今回は基板のサイズをコンパクトに設計する為の大電流経路の配線方法をご紹介します。

まず、事例として図1のような簡単な回路の基板を設計するとします。

 

       20_1.jpg

図1簡単な例題回路

 

 

回路全体の電流値は120[A]で回路の中にはR1=400[mΩ]とR2=800[mΩ]が

並列に繋がっています。

 

この回路のメインラインが120[A]なので300[um]の銅箔厚の基板の場合、

1[mm]のパターンに流せる電流が10[A]なのでパターン幅が12[mm]必要となります。

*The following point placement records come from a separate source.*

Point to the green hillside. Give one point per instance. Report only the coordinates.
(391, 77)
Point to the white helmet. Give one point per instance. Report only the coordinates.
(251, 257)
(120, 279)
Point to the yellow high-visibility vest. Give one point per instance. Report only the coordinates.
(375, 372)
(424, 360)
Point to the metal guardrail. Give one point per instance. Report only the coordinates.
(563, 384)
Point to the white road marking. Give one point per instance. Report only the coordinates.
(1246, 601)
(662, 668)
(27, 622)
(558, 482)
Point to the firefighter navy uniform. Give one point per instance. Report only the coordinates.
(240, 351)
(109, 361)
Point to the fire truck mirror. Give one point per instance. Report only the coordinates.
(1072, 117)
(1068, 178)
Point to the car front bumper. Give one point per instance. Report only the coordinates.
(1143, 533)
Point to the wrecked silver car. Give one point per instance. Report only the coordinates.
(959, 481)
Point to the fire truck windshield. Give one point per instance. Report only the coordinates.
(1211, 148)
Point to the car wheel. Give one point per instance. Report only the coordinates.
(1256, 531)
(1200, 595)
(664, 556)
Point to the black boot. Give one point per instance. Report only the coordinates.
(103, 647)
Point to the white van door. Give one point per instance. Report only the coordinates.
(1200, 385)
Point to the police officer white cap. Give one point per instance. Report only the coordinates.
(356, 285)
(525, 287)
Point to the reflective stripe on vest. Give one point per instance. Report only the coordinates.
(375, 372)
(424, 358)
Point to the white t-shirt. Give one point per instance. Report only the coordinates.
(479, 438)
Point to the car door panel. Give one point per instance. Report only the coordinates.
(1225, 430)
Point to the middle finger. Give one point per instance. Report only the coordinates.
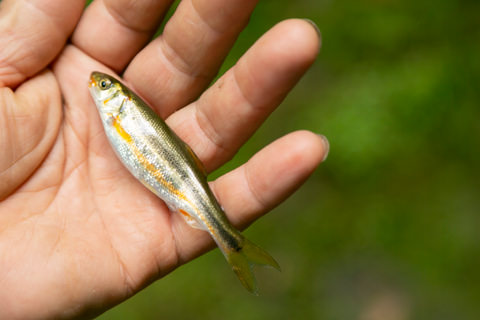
(177, 66)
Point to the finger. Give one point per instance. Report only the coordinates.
(234, 107)
(263, 182)
(32, 33)
(178, 65)
(30, 119)
(113, 31)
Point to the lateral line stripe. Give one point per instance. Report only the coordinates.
(154, 171)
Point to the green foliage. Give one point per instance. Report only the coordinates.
(387, 227)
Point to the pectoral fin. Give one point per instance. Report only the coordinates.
(192, 222)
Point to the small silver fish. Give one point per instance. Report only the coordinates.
(169, 168)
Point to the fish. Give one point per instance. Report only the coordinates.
(169, 168)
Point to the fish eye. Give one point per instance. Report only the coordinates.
(104, 84)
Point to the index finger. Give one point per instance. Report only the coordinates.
(32, 33)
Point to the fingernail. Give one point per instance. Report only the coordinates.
(326, 146)
(314, 25)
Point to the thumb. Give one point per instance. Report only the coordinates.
(29, 122)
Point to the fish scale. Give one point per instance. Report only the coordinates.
(169, 168)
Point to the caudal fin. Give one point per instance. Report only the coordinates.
(243, 260)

よって、配線のスペースが充分に確保できるのであれば、

R1,R2へのパターン配線は図2のようにそれぞれ12[mm]で配線すれば、

まず問題ないと思います。


 

20_2.jpg

図2 図1の回路の基板設計例@

 

基板を更にコンパクトにする方法としてR1,R2への配線方法をオームの法則に

沿ってパターン幅の必要幅算出して少しずつパターン幅を細くしていく方法があります。

 

図1の回路図では、R1=400[mΩ], R2=800[mΩ]となっていますので、

分流の法則からR1に流れる電流I1=80[A], R2に流れる電流I2=40[A]となるので、

R1の経路で必要なパターン幅は8[mm], R2の経路で必要なパターン幅は4[mm]となります。

 

この時の基板設計例を図3に示します。

 

20_3.jpg

図3 オームの法則にしたがってパターン幅を決めた場合の設計例

 

 

図2の基板設計例ではR1,R2への経路の合計幅が24[mm]に対して、

図3の基板設計例ではR1,R2への経路の合計幅が12[mm]となり、

今回の設計例の比較では単純に12[mm]の省スペース化が可能となります。

 

1点注意しなければいけないことがあります。

枝分かれする前のメインのラインは確実に120[A]を流せる

12[mm]のパターン幅を確保する必要があるので注意して下さい。